Why is it that it’s sometimes so difficult to be happy and energized as much as I want to be? Why do we do things for ourselves or for others and feel like it’s a burden?
I took a job in a different field out of my wheel-house thinking it would be stable. Yet I didn’t let a failure of leadership deter me I found another place and it seemed like the last job I would ever need.
I studied hard and even passed the competency test on schedule after having the flu for about a week and had a tiny fracture requiring a brace for nearly 2 months. Then after all that the soap became my enemy. I had to put steroid cream on my hands for weeks.
Migraine headaches are normal for me, but not to have them every night I work. The stress of having a trainer go against my doctors orders, and yet at the same time being afraid to contradict said trainer was straining. Then add in the fact I was one of two people training. So yes there was the added idea of two different interactions with us trainees. I had the prior experience, but she was younger and quicker and it seemed at times that she would throw me under the bus for her ability to make it up the rope with the trainer, supervisor and manager.
You would think that was enough to deal with, but the ulcer that came with my trainer forced me to use my arm more than my doctor had said to get worse. First of all, I was left to troubleshoot by myself. The manager told me personally that it should never have happened. She was even there when it happened and was not informed in order to help. That’s when my ability to completely trust my trainer went out the door; never to fully re-emerge. Going to work remembering that I had been left to hang brought me to fear each day working with her.

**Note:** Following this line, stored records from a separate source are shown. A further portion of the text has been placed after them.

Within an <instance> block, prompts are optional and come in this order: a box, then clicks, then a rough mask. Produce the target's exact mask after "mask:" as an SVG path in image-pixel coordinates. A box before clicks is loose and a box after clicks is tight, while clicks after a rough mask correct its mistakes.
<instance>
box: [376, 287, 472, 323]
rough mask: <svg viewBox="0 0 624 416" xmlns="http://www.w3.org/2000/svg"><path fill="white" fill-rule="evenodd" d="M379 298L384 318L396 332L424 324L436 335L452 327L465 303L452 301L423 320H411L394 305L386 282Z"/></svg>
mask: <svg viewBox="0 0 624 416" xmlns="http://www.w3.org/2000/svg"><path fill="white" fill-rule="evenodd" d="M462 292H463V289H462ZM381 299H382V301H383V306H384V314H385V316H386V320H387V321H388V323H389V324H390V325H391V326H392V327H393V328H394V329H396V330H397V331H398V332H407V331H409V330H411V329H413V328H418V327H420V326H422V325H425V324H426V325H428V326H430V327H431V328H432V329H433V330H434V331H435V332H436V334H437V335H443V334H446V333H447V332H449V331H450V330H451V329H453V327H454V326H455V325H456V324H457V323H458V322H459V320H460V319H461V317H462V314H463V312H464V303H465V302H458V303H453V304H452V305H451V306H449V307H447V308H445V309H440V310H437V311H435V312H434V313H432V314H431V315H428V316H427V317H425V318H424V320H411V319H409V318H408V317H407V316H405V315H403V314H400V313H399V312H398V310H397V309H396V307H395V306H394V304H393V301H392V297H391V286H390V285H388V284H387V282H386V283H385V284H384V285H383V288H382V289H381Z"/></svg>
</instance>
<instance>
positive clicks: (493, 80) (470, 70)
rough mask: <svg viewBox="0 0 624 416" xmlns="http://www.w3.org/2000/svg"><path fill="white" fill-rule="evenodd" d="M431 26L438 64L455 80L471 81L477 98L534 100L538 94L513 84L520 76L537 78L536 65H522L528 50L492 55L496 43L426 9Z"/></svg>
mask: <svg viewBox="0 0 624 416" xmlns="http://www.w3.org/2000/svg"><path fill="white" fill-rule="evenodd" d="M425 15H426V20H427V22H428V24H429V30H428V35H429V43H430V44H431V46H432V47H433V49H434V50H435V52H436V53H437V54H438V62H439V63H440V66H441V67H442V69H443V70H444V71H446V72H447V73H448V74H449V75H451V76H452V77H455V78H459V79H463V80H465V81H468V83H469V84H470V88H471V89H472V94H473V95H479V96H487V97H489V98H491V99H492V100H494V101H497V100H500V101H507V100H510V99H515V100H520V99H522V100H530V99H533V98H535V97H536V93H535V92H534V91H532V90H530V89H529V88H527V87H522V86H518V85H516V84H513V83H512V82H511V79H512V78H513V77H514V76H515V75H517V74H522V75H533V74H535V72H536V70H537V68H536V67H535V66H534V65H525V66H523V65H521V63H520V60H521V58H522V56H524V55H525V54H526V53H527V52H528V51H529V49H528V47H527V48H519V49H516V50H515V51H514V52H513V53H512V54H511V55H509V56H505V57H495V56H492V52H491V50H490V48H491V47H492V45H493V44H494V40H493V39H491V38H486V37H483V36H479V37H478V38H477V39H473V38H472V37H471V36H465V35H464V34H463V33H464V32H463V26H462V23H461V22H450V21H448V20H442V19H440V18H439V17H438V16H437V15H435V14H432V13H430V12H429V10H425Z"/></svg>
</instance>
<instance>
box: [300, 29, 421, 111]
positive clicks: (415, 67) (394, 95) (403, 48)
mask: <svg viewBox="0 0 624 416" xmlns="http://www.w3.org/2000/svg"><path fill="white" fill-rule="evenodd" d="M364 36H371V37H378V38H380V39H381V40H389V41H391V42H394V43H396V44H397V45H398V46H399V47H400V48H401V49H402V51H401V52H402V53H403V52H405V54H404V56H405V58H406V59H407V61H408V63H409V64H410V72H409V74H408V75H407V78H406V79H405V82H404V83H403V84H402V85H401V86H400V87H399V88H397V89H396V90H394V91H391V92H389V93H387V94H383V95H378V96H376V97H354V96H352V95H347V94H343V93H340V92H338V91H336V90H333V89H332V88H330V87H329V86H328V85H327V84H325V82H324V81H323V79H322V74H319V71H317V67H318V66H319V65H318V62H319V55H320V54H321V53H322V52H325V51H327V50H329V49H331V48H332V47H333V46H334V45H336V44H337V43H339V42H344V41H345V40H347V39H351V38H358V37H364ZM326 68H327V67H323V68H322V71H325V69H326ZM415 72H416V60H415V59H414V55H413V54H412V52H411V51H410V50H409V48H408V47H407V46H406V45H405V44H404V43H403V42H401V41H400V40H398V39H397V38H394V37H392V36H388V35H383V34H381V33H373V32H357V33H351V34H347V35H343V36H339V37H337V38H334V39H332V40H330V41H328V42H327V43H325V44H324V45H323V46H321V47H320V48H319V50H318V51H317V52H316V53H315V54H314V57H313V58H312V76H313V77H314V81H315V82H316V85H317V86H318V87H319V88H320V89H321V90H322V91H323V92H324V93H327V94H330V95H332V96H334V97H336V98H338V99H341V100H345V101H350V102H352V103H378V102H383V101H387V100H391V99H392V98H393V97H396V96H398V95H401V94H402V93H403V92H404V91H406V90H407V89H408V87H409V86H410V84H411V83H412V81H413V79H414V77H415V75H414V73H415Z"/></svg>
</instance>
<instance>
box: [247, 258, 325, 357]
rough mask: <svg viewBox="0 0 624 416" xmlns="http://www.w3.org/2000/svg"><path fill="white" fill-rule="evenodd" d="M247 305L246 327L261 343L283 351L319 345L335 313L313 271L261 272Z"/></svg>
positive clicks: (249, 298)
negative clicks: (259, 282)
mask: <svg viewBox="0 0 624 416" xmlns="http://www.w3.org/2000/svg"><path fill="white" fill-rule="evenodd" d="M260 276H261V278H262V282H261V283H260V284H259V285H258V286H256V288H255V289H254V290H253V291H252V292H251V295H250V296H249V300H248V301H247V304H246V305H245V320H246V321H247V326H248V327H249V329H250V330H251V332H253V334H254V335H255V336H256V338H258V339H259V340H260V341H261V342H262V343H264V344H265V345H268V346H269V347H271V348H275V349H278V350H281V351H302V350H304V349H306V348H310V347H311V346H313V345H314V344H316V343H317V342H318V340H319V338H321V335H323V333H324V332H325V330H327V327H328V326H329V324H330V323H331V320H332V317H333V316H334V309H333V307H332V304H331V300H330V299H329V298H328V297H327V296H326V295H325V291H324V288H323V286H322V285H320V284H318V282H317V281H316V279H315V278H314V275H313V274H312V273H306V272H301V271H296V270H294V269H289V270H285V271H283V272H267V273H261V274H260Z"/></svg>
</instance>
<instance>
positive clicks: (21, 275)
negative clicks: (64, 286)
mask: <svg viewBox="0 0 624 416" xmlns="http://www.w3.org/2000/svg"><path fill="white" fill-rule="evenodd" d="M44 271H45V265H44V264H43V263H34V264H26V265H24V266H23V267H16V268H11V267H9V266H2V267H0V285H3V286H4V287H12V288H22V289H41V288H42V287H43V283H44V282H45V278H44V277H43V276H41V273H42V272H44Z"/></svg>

The ulcer then had made my migraines worse, created stomach problems and then a third complication from the bile seeping from my stomach through my esophagus into my throat into my mouth. All this time I kept thinking why… I chose this for an emotional reason and to have a reliable job with good benefits and was able to use some of the education I had already received.
It took two outbursts from those who were supposed to be supporting me in this training. They yelled at me for asking for help and asking questions. Then after not eating well for a long time nor sleeping well they expected me to work with the lady who had just yelled at me in front of the patients for the next two days. Apparently, I hid my ulcer from everyone except the manager and the number 1 nurse. I was absolutely overworked and physically, emotionally, and spiritually bruised.
Dealing with the effects of PTSD still haunts me in my dreams. I can still see the blood and the patient in her seat and on the floor. I took this job because it was a good job and I had to force myself to leave it because my body was telling me it wasn’t worth the price of my health. It took the bulk of 3 months to get away from the ulcer medication. Only because that medicine was also harming me the longer I had to take it. My mouth is still not fully healed.
This experience has taught me a few things. God did in fact have a reason for me in dialysis. I got to see how my uncle was given treatment and I got to meet the people giving him his treatments. I have an even bigger awareness of dialysis and its effects on patients and the staff. I also feel that I found myself in a hornets nest.
What doesn’t kill you makes you stronger right? Today I was triggered by seeing someone and I didn’t expect to type this all out, but sometimes it’s good to let things out. Knowing what I know now; I’m still asking why? Why did I stay in this mess for 5 and a half months knowing they wouldn’t change and that I was getting sicker. Why did this job seem so imperative and important? Sometimes you have to know what you need to do and make a decision. My physician said she was proud of me for taking a stand for myself.
So why do I still feel like I’m the one that did wrong?